The manager at Daughters of Sarah Adult Residential Community told us we had to start paying them to dole out his meds. He was becoming too forgetful. On one particular visit, I entered his bathroom and immediately u-turned, quietly asking my family to go to the restrooms in the lobby so I could talk to him privately. The walls were covered in feces. This is not the conversation I was anticipating after flying across the country all night. He said he had been sick. But it became vividly clear to me that something was wrong, that he could no longer live without significant supervision.
He forgot my niece along the way, “what a nice young girl,” he would say. Once when a tray of food was delivered, he picked up a napkin, examining it as if he were a diamond cutter evaluating an exquisite stone, then placed it on the table and slid it towards me as if he was dealing me a poker card face down. “You can use this for the tip”.

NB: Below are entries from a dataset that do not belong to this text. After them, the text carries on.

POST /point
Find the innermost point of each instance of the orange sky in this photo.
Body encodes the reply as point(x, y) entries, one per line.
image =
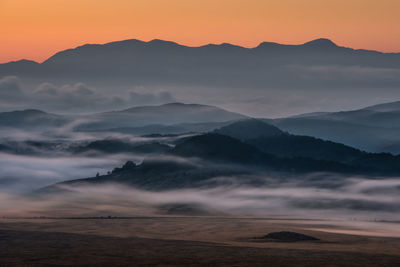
point(36, 29)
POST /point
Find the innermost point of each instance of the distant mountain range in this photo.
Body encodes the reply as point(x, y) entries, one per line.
point(375, 128)
point(168, 63)
point(138, 117)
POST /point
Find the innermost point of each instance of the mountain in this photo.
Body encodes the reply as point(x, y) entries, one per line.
point(374, 129)
point(272, 140)
point(249, 129)
point(197, 161)
point(167, 114)
point(111, 146)
point(159, 62)
point(385, 107)
point(31, 118)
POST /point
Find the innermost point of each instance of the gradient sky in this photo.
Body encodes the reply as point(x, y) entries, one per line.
point(36, 29)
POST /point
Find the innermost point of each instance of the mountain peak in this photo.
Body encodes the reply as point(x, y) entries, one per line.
point(249, 129)
point(321, 43)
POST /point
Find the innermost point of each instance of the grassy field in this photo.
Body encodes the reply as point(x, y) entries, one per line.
point(194, 241)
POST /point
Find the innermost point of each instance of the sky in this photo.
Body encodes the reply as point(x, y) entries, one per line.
point(36, 29)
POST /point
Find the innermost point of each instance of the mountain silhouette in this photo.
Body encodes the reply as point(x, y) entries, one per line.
point(159, 62)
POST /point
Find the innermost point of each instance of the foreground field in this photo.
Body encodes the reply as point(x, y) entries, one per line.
point(194, 241)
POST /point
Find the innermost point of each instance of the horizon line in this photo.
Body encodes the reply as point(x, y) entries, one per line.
point(204, 45)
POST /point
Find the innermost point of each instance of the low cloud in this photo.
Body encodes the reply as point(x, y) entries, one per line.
point(73, 98)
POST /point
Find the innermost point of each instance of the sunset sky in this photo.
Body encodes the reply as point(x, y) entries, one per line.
point(36, 29)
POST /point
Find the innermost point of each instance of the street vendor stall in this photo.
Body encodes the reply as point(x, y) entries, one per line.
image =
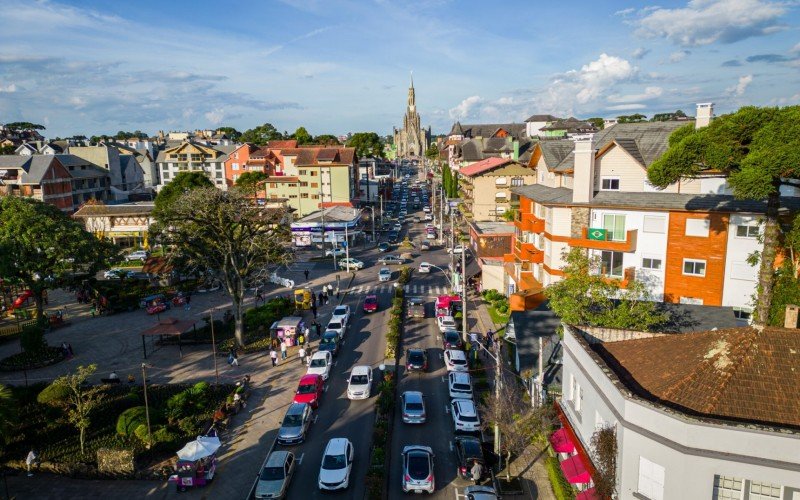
point(287, 329)
point(197, 463)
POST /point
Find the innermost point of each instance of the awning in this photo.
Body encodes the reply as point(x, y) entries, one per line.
point(574, 470)
point(587, 495)
point(561, 442)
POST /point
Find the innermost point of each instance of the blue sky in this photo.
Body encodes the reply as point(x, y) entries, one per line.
point(343, 66)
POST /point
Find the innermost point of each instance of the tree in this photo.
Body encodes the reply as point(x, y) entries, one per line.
point(261, 135)
point(231, 132)
point(80, 398)
point(366, 144)
point(758, 149)
point(183, 182)
point(586, 297)
point(598, 122)
point(248, 182)
point(302, 136)
point(41, 247)
point(223, 232)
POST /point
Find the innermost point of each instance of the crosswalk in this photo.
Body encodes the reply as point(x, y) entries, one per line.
point(409, 289)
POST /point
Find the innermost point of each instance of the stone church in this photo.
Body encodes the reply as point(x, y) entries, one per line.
point(412, 139)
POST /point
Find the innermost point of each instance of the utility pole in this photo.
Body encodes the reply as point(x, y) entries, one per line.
point(146, 406)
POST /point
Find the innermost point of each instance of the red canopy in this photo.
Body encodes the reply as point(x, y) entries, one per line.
point(587, 495)
point(575, 471)
point(561, 441)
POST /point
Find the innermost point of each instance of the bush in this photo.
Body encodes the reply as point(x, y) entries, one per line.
point(130, 419)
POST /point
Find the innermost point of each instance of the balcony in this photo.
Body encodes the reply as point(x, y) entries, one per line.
point(628, 245)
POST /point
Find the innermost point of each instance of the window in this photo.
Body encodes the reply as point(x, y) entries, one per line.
point(697, 227)
point(614, 226)
point(693, 267)
point(609, 184)
point(651, 479)
point(654, 224)
point(764, 491)
point(727, 488)
point(747, 231)
point(651, 263)
point(611, 263)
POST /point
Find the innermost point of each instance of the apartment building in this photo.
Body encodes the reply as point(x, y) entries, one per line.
point(687, 243)
point(723, 426)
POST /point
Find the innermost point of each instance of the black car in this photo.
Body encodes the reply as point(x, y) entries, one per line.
point(329, 342)
point(468, 450)
point(416, 360)
point(451, 339)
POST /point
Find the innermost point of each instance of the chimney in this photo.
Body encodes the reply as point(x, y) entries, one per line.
point(791, 317)
point(583, 172)
point(705, 112)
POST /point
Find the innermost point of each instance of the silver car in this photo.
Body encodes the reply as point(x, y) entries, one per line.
point(413, 407)
point(273, 482)
point(295, 424)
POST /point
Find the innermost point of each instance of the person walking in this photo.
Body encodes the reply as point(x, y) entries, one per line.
point(273, 355)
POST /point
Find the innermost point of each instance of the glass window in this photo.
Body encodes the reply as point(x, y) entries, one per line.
point(694, 267)
point(611, 264)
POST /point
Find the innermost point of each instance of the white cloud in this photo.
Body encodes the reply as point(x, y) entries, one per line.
point(740, 88)
point(468, 108)
point(703, 22)
point(648, 94)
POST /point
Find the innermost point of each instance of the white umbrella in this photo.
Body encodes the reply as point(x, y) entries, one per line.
point(202, 447)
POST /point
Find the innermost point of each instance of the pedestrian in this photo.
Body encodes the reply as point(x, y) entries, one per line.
point(31, 460)
point(302, 354)
point(273, 355)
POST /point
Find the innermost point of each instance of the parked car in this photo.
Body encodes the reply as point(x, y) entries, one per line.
point(468, 450)
point(310, 390)
point(337, 463)
point(359, 386)
point(455, 360)
point(295, 424)
point(330, 341)
point(465, 415)
point(351, 263)
point(418, 474)
point(459, 385)
point(320, 364)
point(413, 407)
point(275, 477)
point(416, 360)
point(451, 339)
point(371, 303)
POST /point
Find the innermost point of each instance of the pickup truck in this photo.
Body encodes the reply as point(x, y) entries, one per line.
point(415, 307)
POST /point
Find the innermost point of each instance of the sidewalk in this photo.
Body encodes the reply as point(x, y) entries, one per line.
point(531, 463)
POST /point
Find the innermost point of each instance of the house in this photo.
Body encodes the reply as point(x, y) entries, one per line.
point(688, 243)
point(711, 414)
point(486, 186)
point(42, 177)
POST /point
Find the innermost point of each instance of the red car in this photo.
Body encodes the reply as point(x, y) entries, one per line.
point(371, 303)
point(309, 390)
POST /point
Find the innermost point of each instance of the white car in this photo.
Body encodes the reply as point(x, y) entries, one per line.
point(337, 463)
point(360, 384)
point(446, 323)
point(341, 313)
point(459, 385)
point(465, 415)
point(320, 364)
point(455, 360)
point(337, 326)
point(351, 263)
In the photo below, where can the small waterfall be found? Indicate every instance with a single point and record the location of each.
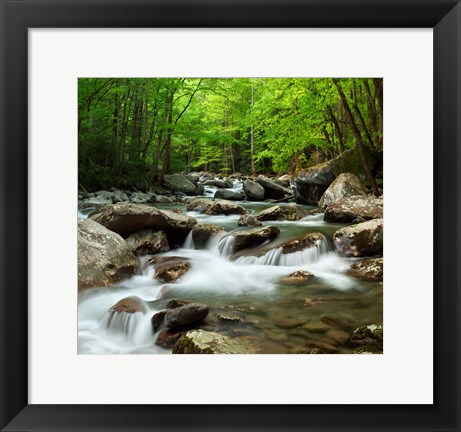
(189, 242)
(276, 257)
(221, 244)
(133, 327)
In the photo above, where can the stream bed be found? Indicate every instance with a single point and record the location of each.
(274, 317)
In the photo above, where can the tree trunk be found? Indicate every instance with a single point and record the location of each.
(358, 137)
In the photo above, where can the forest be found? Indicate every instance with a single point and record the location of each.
(132, 131)
(230, 216)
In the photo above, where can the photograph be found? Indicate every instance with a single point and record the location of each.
(230, 215)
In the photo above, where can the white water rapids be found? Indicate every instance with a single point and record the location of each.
(214, 278)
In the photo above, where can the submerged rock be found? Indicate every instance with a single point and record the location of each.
(363, 239)
(272, 190)
(205, 342)
(299, 277)
(228, 194)
(223, 207)
(142, 198)
(347, 210)
(248, 220)
(253, 190)
(179, 183)
(289, 212)
(345, 185)
(367, 336)
(221, 184)
(130, 305)
(148, 242)
(199, 204)
(187, 315)
(127, 218)
(171, 269)
(168, 337)
(254, 237)
(104, 258)
(368, 269)
(158, 320)
(201, 234)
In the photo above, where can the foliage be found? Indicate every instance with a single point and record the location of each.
(140, 129)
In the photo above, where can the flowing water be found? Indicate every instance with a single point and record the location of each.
(275, 317)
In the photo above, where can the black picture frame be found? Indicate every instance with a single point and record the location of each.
(17, 16)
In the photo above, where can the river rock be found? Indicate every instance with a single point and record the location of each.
(248, 220)
(170, 269)
(345, 185)
(311, 183)
(199, 204)
(178, 183)
(253, 190)
(205, 342)
(368, 269)
(220, 184)
(367, 336)
(127, 218)
(163, 199)
(119, 196)
(297, 278)
(254, 237)
(130, 305)
(289, 212)
(201, 233)
(104, 258)
(347, 210)
(199, 189)
(168, 337)
(272, 190)
(363, 239)
(228, 194)
(187, 315)
(175, 303)
(224, 207)
(157, 320)
(148, 242)
(142, 198)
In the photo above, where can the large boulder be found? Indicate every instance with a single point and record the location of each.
(229, 194)
(127, 218)
(273, 190)
(205, 342)
(311, 183)
(179, 183)
(220, 184)
(186, 315)
(199, 204)
(119, 196)
(104, 258)
(253, 190)
(142, 198)
(224, 207)
(201, 233)
(368, 269)
(363, 239)
(148, 242)
(170, 269)
(254, 237)
(289, 212)
(345, 185)
(355, 208)
(130, 305)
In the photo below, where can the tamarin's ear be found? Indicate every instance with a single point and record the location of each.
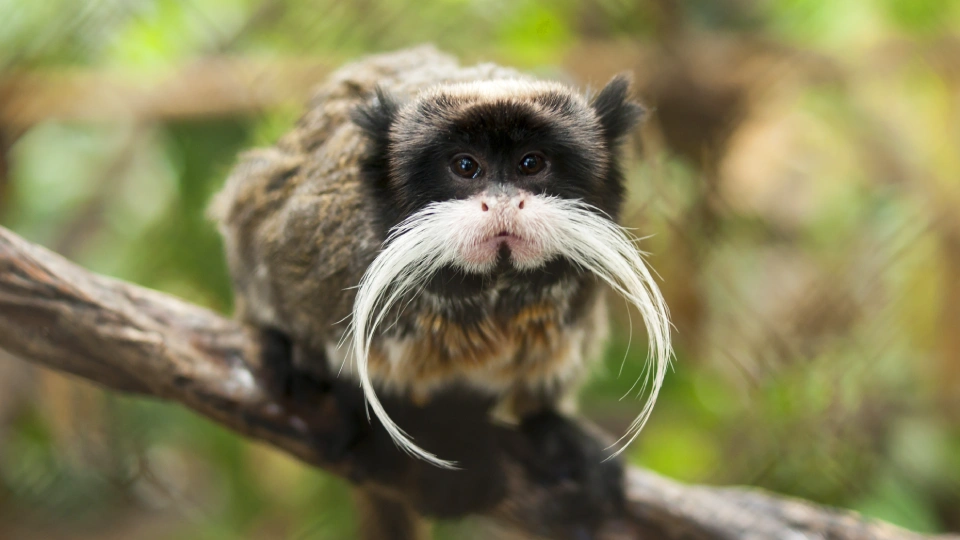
(617, 113)
(377, 115)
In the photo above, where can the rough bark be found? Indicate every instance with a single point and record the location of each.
(131, 339)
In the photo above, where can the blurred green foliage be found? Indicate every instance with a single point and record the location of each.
(813, 282)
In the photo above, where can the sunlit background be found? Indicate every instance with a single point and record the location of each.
(799, 175)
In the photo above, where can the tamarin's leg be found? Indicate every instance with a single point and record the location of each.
(566, 449)
(454, 424)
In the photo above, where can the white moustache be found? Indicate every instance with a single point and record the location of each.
(457, 233)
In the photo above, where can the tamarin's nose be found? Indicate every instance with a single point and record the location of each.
(502, 202)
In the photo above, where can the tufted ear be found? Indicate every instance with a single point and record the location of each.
(617, 113)
(377, 115)
(374, 118)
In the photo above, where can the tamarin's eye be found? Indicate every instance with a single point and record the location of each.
(465, 166)
(532, 164)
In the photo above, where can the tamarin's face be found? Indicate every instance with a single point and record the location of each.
(503, 178)
(497, 158)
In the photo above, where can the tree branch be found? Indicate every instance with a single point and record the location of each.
(135, 340)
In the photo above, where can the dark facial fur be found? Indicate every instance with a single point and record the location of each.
(412, 146)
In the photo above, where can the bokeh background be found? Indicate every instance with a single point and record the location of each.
(799, 175)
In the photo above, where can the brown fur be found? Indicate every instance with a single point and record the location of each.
(299, 233)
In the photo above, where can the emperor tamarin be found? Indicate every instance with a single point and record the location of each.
(428, 224)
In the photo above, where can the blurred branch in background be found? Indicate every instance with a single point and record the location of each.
(139, 341)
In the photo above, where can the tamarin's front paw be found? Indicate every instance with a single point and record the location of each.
(567, 453)
(327, 410)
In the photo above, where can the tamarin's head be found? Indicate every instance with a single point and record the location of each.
(506, 177)
(495, 155)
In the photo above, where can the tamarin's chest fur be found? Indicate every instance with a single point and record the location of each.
(498, 342)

He would ask me how my mom was; she had been gone for 10 years. He no longer could feed himself, go to the restroom, or brush his teeth. He couldn’t walk. He had buzzers attached with wires to him so the nurses would know when he tried to leave his bed or wheelchair. He forgot he couldn’t walk.
It started slowly, quiet like a pin drop. It ended in chaos, blood from the dialysis tube spewing all over the room as he ripped it from the dialysis port as he screamed that he was being kidnapped. One year earlier, he had told us that “he didn’t want to be that guy.“ So later that day, my siblings and I made the hardest and yet most loving decision in the world. We honored his words and let him go: we stopped the dialysis.
Six days later, I climbed in his bed and as I massaged his shoulders telling him he did a good job and could now leave his sickly body, he did just that. He let out a fluid long breath reminding me of when the two lovers took in a deep breath as the Titanic took its final dive into the ocean. In the peace surrounding us at that moment, I could hear a pin drop.